EUA declaram emergência nacional por causa do coronavírus

O presidente dos EUA, Donald Trump, declarou nesta sexta-feira (13) emergência nacional por causa do coronavírus, apoiando-se na chamada Lei Stafford. A medida possibilita que até US$ 50 bilhões sejam mandados aos estados e localidades específicas para ajudar no controle da pandemia.
“Estou declarando oficialmente uma emergência nacional, duas grandes palavras”, disse ele. “Estou pedindo a todos os estados que estabeleçam centros de operações de emergência efetivos imediatamente”, acrescentou.
O presidente americano disse ainda que pediu a hospitais que ativem seus planos de emergência e que fechou uma parceria com o setor privado para acelerar a capacidade dos EUA de fazerem testes para confirmar os diagnósticos de corona. Ele afirma que haverá até 500 mil testes a mais disponíveis no começo da próxima semana.
“Não queremos que todas as pessoas façam o teste caso não seja necessário. Apenas se houver alguns sintomas”, alertou Trump.
Mais tarde, Trump anunciou que quatro das principais empresas de cruzeiros que operam nos EUA — Carnival, Royal Caribbean, Norwegian e MSC — concordaram em suspender todas as viagens nos próximos 30 dias.

Lei Stafford
A Lei Stafford, promulgada em 1988, autoriza a Agência Federal de Gerenciamento de Emergências (Fema, na sigla em inglês) a ajudar os governos estaduais e locais durante “catástrofes naturais” e coordenar a resposta do país a um desastre.
A Fema é uma agência do Departamento de Segurança Interna dos EUA e controla bilhões de dólares reservados pelo Congresso para casos de desastres. A Fema pode usar esses recursos para ajudar a construir instalações médicas e transportar pacientes, entre outras medidas.
Somente o presidente pode declarar o estado de emergência nacional. Trump invocou a Lei Stafford diversas vezes durante sua presidência, aprovando grandes declarações de desastre para tratar de inundações no Meio-Oeste americano e incêndios na Califórnia, entre outros casos.
A Fema é mais comumente associada à resposta a desastres naturais, mas também pode ser acionada para lidar com pandemias.
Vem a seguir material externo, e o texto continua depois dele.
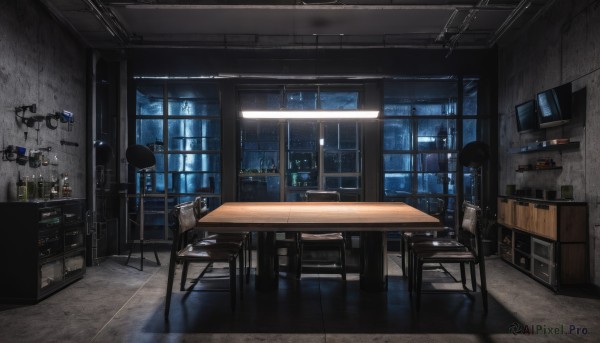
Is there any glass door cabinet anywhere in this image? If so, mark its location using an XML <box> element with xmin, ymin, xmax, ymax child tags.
<box><xmin>128</xmin><ymin>80</ymin><xmax>221</xmax><ymax>240</ymax></box>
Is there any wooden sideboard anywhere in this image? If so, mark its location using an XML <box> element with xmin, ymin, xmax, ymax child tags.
<box><xmin>498</xmin><ymin>197</ymin><xmax>589</xmax><ymax>291</ymax></box>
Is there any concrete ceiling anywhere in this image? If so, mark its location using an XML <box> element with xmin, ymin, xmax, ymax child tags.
<box><xmin>40</xmin><ymin>0</ymin><xmax>553</xmax><ymax>51</ymax></box>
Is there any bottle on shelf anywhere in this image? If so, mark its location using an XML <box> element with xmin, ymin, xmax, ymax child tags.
<box><xmin>26</xmin><ymin>174</ymin><xmax>37</xmax><ymax>200</ymax></box>
<box><xmin>62</xmin><ymin>173</ymin><xmax>71</xmax><ymax>198</ymax></box>
<box><xmin>37</xmin><ymin>173</ymin><xmax>45</xmax><ymax>199</ymax></box>
<box><xmin>17</xmin><ymin>173</ymin><xmax>27</xmax><ymax>201</ymax></box>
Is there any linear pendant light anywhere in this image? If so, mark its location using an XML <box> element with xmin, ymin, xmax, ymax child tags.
<box><xmin>242</xmin><ymin>110</ymin><xmax>379</xmax><ymax>119</ymax></box>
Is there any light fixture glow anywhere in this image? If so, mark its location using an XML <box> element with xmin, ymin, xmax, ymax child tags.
<box><xmin>242</xmin><ymin>110</ymin><xmax>379</xmax><ymax>119</ymax></box>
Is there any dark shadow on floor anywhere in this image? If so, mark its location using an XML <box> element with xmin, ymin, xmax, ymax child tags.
<box><xmin>143</xmin><ymin>276</ymin><xmax>518</xmax><ymax>334</ymax></box>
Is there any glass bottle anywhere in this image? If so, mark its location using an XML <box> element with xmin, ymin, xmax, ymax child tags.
<box><xmin>37</xmin><ymin>173</ymin><xmax>45</xmax><ymax>199</ymax></box>
<box><xmin>21</xmin><ymin>176</ymin><xmax>29</xmax><ymax>201</ymax></box>
<box><xmin>17</xmin><ymin>173</ymin><xmax>27</xmax><ymax>201</ymax></box>
<box><xmin>26</xmin><ymin>174</ymin><xmax>37</xmax><ymax>200</ymax></box>
<box><xmin>63</xmin><ymin>173</ymin><xmax>71</xmax><ymax>198</ymax></box>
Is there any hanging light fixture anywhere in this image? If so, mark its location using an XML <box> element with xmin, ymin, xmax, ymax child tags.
<box><xmin>241</xmin><ymin>110</ymin><xmax>379</xmax><ymax>119</ymax></box>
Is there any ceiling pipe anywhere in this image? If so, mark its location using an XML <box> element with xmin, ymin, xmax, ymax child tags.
<box><xmin>82</xmin><ymin>0</ymin><xmax>129</xmax><ymax>44</ymax></box>
<box><xmin>446</xmin><ymin>0</ymin><xmax>490</xmax><ymax>58</ymax></box>
<box><xmin>488</xmin><ymin>0</ymin><xmax>531</xmax><ymax>48</ymax></box>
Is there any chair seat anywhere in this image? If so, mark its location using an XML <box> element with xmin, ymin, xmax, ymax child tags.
<box><xmin>418</xmin><ymin>251</ymin><xmax>477</xmax><ymax>263</ymax></box>
<box><xmin>202</xmin><ymin>234</ymin><xmax>245</xmax><ymax>242</ymax></box>
<box><xmin>197</xmin><ymin>239</ymin><xmax>242</xmax><ymax>249</ymax></box>
<box><xmin>177</xmin><ymin>244</ymin><xmax>237</xmax><ymax>261</ymax></box>
<box><xmin>300</xmin><ymin>232</ymin><xmax>344</xmax><ymax>241</ymax></box>
<box><xmin>411</xmin><ymin>239</ymin><xmax>466</xmax><ymax>254</ymax></box>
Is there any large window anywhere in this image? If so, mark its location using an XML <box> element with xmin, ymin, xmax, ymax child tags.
<box><xmin>238</xmin><ymin>85</ymin><xmax>362</xmax><ymax>201</ymax></box>
<box><xmin>382</xmin><ymin>79</ymin><xmax>477</xmax><ymax>231</ymax></box>
<box><xmin>131</xmin><ymin>80</ymin><xmax>221</xmax><ymax>239</ymax></box>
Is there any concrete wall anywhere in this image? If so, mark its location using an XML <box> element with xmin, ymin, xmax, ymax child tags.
<box><xmin>498</xmin><ymin>0</ymin><xmax>600</xmax><ymax>285</ymax></box>
<box><xmin>0</xmin><ymin>0</ymin><xmax>90</xmax><ymax>201</ymax></box>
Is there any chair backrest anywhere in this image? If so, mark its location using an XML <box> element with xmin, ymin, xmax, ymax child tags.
<box><xmin>461</xmin><ymin>202</ymin><xmax>482</xmax><ymax>257</ymax></box>
<box><xmin>194</xmin><ymin>197</ymin><xmax>209</xmax><ymax>220</ymax></box>
<box><xmin>171</xmin><ymin>201</ymin><xmax>196</xmax><ymax>234</ymax></box>
<box><xmin>306</xmin><ymin>190</ymin><xmax>340</xmax><ymax>202</ymax></box>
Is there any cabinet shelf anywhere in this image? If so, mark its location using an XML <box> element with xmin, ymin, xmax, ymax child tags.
<box><xmin>511</xmin><ymin>142</ymin><xmax>579</xmax><ymax>154</ymax></box>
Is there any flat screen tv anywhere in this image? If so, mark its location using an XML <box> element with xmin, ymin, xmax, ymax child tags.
<box><xmin>537</xmin><ymin>83</ymin><xmax>573</xmax><ymax>128</ymax></box>
<box><xmin>515</xmin><ymin>99</ymin><xmax>540</xmax><ymax>133</ymax></box>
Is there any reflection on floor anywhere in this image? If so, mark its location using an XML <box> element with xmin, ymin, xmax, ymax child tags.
<box><xmin>0</xmin><ymin>252</ymin><xmax>600</xmax><ymax>343</ymax></box>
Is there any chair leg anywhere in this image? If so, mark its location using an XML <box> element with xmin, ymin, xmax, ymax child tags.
<box><xmin>165</xmin><ymin>254</ymin><xmax>176</xmax><ymax>321</ymax></box>
<box><xmin>460</xmin><ymin>262</ymin><xmax>467</xmax><ymax>288</ymax></box>
<box><xmin>406</xmin><ymin>249</ymin><xmax>414</xmax><ymax>295</ymax></box>
<box><xmin>469</xmin><ymin>262</ymin><xmax>477</xmax><ymax>292</ymax></box>
<box><xmin>239</xmin><ymin>247</ymin><xmax>246</xmax><ymax>299</ymax></box>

Mais cedo, nesta sexta, Trump já havia dito que os testes para coronavírus no país em breve serão realizados em larga escala, mas não deu detalhes sobre como isso seria realizado.
“Mudanças foram feitas e os testes em breve acontecerão em uma escala muito grande. Toda a burocracia foi cortada, estamos prontos para ir em frente”, escreveu no Twitter.
Depois de semanas minimizando a gravidade do novo coronavírus, Trump mudou de tom e na quarta-feira (11) anunciou a suspensão de viagens da Europa para os Estados Unidos por 30 dias, com exceção feita às partidas do Reino Unido. A restrição passa a valer à 1h de sábado (horário de Brasília).
Trump também recomendou que americanos idosos evitem multidões e falou sobre como o governo federal está atuando em conjunto com comunidades afetadas para orientar sobre fechamento de escolas e outras medidas.
Na quinta-feira (12), Trump disse que não ficou preocupado com o anúncio do caso de contaminação da comitiva brasileira com quem ele se encontrou no fim de semana na Flórida. O secretário de Comunicação Fábio Wajngarten está com Covid-19, fato confirmado com teste de contraprova. Ele esteve com Trump em Mar-a-Lago, resort onde Bolsonaro foi recebido para um jantar com o presidente americano.